I've just read http://rob.conery.io/2014/05/29/a-better-id-generator-for-postgresql/ article which introduces following code for generating unique, sequential IDs:
CREATE SEQUENCE global_id_sequence;
CREATE OR REPLACE FUNCTION id_generator(OUT result bigint) AS $$
DECLARE
our_epoch bigint := 1314220021721;
seq_id bigint;
now_millis bigint;
shard_id int := 1;
BEGIN
SELECT nextval('global_id_sequence') % 1024 INTO seq_id;
SELECT FLOOR(EXTRACT(EPOCH FROM clock_timestamp()) * 1000) INTO now_millis;
result := (now_millis - our_epoch) << 23;
result := result | (shard_id << 10);
result := result | (seq_id);
END;
$$ LANGUAGE PLPGSQL;
In the article it states "This means we can generate 1024 IDs, per shard, per millisecond". Note that I am not using shards, just single db.

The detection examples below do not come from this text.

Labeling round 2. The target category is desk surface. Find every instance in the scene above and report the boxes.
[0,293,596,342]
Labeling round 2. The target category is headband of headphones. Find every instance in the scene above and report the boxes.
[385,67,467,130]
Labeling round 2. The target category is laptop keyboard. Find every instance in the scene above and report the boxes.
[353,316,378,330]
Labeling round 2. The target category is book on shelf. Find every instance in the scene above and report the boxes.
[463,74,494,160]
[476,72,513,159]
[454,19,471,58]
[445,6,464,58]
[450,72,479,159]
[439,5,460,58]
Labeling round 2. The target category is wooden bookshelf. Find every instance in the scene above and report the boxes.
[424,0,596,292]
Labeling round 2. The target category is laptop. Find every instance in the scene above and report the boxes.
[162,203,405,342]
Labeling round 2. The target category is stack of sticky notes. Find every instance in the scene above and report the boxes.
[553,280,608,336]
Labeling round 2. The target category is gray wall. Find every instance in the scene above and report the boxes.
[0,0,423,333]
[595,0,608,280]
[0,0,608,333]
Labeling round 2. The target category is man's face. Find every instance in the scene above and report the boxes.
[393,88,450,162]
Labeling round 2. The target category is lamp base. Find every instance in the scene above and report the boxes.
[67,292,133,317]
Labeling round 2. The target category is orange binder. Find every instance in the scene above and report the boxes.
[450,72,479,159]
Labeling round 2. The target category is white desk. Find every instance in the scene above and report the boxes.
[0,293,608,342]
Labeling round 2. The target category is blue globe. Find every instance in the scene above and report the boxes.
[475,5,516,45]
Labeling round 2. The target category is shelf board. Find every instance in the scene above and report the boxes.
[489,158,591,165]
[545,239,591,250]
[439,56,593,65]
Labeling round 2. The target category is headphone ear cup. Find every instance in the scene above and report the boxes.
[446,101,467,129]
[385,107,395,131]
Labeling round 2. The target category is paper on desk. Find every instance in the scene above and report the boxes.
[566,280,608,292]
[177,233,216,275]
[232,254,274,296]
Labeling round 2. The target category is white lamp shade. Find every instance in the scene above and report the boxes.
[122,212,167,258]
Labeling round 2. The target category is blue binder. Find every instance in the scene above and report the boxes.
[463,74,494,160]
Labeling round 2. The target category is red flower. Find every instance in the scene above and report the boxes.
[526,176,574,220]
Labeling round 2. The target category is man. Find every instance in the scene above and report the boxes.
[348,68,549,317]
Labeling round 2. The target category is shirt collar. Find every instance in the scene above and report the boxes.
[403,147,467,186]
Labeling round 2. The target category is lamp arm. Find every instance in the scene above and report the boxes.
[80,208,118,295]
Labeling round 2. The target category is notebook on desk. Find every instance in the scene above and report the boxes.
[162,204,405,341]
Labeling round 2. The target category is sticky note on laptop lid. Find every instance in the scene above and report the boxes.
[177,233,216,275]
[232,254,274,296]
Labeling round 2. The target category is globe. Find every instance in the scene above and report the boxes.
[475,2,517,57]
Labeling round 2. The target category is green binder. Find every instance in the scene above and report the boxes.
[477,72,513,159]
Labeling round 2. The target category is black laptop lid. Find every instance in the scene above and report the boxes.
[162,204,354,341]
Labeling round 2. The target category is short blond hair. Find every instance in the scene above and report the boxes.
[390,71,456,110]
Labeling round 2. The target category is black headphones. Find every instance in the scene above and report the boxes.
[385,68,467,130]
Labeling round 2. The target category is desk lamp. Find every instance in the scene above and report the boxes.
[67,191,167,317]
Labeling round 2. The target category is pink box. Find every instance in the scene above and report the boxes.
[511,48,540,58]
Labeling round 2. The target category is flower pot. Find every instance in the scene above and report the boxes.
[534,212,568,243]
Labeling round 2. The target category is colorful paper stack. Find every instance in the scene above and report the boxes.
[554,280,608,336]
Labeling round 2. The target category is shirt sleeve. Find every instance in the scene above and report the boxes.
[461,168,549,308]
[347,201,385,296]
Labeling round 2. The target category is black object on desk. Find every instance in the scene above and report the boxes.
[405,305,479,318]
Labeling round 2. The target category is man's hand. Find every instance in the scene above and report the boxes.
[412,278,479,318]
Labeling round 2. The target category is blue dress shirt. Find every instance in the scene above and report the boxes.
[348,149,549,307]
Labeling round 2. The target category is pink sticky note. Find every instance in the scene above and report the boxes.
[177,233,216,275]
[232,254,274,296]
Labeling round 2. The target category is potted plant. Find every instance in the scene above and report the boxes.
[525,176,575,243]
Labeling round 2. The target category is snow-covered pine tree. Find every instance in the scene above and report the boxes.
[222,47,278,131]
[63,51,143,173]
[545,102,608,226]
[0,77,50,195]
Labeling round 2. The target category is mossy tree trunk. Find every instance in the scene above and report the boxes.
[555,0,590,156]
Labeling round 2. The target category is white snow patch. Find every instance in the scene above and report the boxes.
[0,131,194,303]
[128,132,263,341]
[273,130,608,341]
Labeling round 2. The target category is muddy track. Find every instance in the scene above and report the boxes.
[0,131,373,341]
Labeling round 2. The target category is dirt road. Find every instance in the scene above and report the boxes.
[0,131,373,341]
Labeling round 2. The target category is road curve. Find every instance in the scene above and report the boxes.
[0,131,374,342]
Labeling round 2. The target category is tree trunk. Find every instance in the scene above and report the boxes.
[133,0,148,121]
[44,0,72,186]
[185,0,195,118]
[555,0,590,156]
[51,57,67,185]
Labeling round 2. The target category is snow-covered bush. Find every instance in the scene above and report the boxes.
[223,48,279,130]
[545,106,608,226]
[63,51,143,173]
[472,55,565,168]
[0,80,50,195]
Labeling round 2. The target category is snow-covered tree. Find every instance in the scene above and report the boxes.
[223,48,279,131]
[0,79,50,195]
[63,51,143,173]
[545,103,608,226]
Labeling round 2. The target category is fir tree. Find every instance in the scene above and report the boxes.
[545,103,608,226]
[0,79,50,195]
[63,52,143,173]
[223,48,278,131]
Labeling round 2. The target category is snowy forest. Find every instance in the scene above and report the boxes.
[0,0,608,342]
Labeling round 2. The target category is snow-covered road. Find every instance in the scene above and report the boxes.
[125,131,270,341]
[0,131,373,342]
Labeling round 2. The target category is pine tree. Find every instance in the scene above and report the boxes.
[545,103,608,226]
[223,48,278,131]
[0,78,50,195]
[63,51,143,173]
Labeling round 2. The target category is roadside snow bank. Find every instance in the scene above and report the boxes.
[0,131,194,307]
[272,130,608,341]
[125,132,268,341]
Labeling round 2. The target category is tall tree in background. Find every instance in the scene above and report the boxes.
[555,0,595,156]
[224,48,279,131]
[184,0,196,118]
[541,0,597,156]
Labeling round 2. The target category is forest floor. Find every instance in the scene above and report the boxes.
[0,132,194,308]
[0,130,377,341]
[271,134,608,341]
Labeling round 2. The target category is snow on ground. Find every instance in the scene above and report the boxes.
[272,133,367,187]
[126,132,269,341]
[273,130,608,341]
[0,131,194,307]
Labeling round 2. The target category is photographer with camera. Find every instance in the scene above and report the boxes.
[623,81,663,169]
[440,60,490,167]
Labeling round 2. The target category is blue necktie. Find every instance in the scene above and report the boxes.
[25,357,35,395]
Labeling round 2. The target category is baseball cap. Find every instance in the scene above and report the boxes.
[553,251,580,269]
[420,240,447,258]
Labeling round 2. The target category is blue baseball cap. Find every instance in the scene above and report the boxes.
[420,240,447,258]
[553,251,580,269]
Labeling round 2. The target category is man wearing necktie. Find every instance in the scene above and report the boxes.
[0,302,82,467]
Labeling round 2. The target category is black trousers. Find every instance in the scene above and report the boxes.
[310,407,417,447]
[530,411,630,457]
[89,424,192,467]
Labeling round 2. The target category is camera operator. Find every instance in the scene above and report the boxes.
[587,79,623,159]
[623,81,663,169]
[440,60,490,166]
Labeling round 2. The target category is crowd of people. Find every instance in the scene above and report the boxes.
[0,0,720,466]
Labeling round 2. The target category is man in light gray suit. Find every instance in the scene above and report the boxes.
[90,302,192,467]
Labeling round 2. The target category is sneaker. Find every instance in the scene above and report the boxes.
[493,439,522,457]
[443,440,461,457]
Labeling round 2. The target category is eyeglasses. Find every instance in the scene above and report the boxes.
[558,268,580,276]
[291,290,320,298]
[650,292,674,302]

Anyway this code will never work (it won't return unique ids) during bulk insert of more than 1024 rows (because timestamp is same for every insert in single transaction) For example (changed % 1024
to % 3
for this example):
CREATE SEQUENCE global_id_sequence;
CREATE OR REPLACE FUNCTION id_generator(OUT result bigint) AS $$
DECLARE
our_epoch bigint := 1314220021721;
seq_id bigint;
now_millis bigint;
shard_id int := 1;
BEGIN
SELECT nextval('global_id_sequence') % 3 INTO seq_id;
SELECT FLOOR(EXTRACT(EPOCH FROM clock_timestamp()) * 1000) INTO now_millis;
result := (now_millis - our_epoch) << 23;
result := result | (shard_id << 10);
result := result | (seq_id);
END;
$$ LANGUAGE PLPGSQL;
DROP TABLE IF EXISTS id_test;
CREATE TABLE IF NOT EXISTS id_test(id BIGINT DEFAULT id_generator());
INSERT INTO id_test
VALUES (DEFAULT), (DEFAULT), (DEFAULT), (DEFAULT), (DEFAULT), (DEFAULT);
SELECT * FROM id_test;
results with rows:
1040748500796572672 -- duplicate
1040748500796572673
1040748500796572674
1040748500796572672 -- duplicate
1040748500796572673
1040748500796572674
Is it possible to make this function work for bulk inserts? Is there any other solution?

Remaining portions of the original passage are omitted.